Die Irritationen über den Abzugstermin aus Afghanistan scheinen beigelegt. Die Empörung über den Amoklauf des US-Soldaten hält an.

Berlin/Kabul/Washington. Afghanistans Präsident Hamid Karsai vermutet hinter dem Amoklauf eines US-Soldaten vom Wochenende eine „wohlüberlegte und vorsätzliche“ Aktion. Daran sei nicht nur ein Soldat allein beteiligt gewesen, sagte Karsai am Freitag ohne nähere Erläuterung, wie der Lokalsender „Ariana TV“ berichtete. Karsai warf den USA eine schlechte Zusammenarbeit bei der Aufklärung der Bluttat vor, der 16 Zivilisten zum Opfer gefallen waren. Die Tat hatte für große Empörung im Land gesorgt.

In einem Telefonat mit US-Präsident Barack Obama zeigte sich Karsai zugleich einig über den Abzugstermin für die ausländischen Truppen aus Afghanistan, wie das Weiße Haus mitteilte. Nach den jüngsten Irritationen bekräftigten beide Politiker in einem Telefonat am Freitag den Termin 2014. Bis dahin solle die volle Verantwortung für die Sicherheit am Hindukusch in die Hände afghanischer Truppen gelegt werden. Beim Absturz eines türkischen Militärhubschraubers kamen in Kabul 14 Menschen ums Leben.

Die Bundesregierung sicherte zu, den verabredeten Zeitplan für einen Abzug aus Afghanistan mit dem Zieldatum 2014 strikt einzuhalten. Es gelte, was international und auch mit der afghanischen Seite verabredet worden sei, unterstrich Regierungssprecher Steffen Seibert am Freitag in Berlin. Nach dem Unmut in Afghanistan über die Verbrennung von Koranschriften durch amerikanische Militärs und den Amoklauf des US-Soldaten hatte Karsai einen Abzug der internationalen Truppen schon vor 2014 ins Gespräch gebracht.

US-Soldat tötet bei Amoklauf afghanische Zivilisten

Obama beugt sich Karsai in Fragen zu Abzug

Beim Sturz des türkischen Hubschraubers in ein Wohnhaus wurden am Freitag in der afghanischen Hauptstadt zwölf türkische Soldaten und zwei afghanische Mädchen getötet. Anzeichen dafür, dass der Helikopter von den Taliban abgeschossen worden sein könnte, gab es nach Erkenntnissen des türkischen Militärs und der Internationalen Schutztruppe Isaf nicht. Für die Türkei war es der schwerste Verlust seit Beginn des Einsatzes am Hindukusch.

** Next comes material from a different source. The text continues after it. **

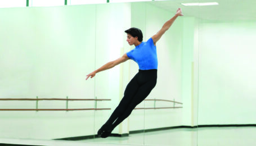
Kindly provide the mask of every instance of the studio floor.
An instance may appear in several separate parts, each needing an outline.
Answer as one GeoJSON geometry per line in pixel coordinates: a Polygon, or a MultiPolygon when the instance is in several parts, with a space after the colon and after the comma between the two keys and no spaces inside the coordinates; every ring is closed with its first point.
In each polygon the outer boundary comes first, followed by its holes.
{"type": "Polygon", "coordinates": [[[129,136],[96,138],[79,141],[0,139],[0,143],[32,145],[170,145],[241,146],[256,145],[256,127],[200,127],[176,129],[129,136]]]}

Ein Sprecher des Verteidigungsministeriums erläuterte, nach den Verabredungen solle die Verantwortung für die Einrichtungen in Afghanistan bis 2013 übergeben werden. Danach bedürfe es weiterer 12 bis 18 Monate, um die deutschen Einheiten völlig abzuziehen. Die Mehrheit der Deutschen ist einer Umfrage zufolge für einen rascheren Abzug der Bundeswehr aus Afghanistan als bisher geplant. 57 Prozent plädieren für einen Abzug vor 2014. Ein Viertel (26 Prozent) würde laut ARD-„Deutschlandtrend“ am vereinbarten Termin 2014 festhalten wollen. 12 Prozent sprachen sich für einen späteren Termin aus.

Der frühere UN-Sondergesandte für Afghanistan, Tom Koenigs, befürwortete einen Abzug aus Afghanistan bereits 2013. „Es ist möglich. Wenn die Afghanen sich das zutrauen, sollte man dem folgen“, sagte der Grünen-Politiker im ARD-„Morgenmagazin“. Die jüngsten Ereignisse hätten den Wert der internationalen Truppen gemindert. „Die Leute haben kein Vertrauen mehr.“ Zu den Umständen des Amoklaufs des US-Soldaten kommen unterdessen weitere Details ans Licht. „Am Ende wird es eine Kombination aus Stress, Alkohol und häuslichen Problemen sein, er ist einfach ausgerastet“, zitierte die „New York Times“ einen hohen US-Regierungsbeamten. Sein Anwalt John Henry Browne sieht die Schuld dagegen aufseiten der Regierung.

Der 38-Jährige sei zweimal im Irak verwundet worden, „und er war sich nicht sicher, ob er gesund genug war, um wieder eingesetzt zu werden“. Der Amokläufer, der zunächst auf eine US-Militärbasis nach Kuwait gebracht worden ist, befand sich laut US-Nachrichtensender CNN am Freitag auf dem Weg in die USA. Karsai kritisierte diese Entscheidung der Amerikaner. Der Täter müsse in Afghanistan verurteilt werden, forderte der Präsident.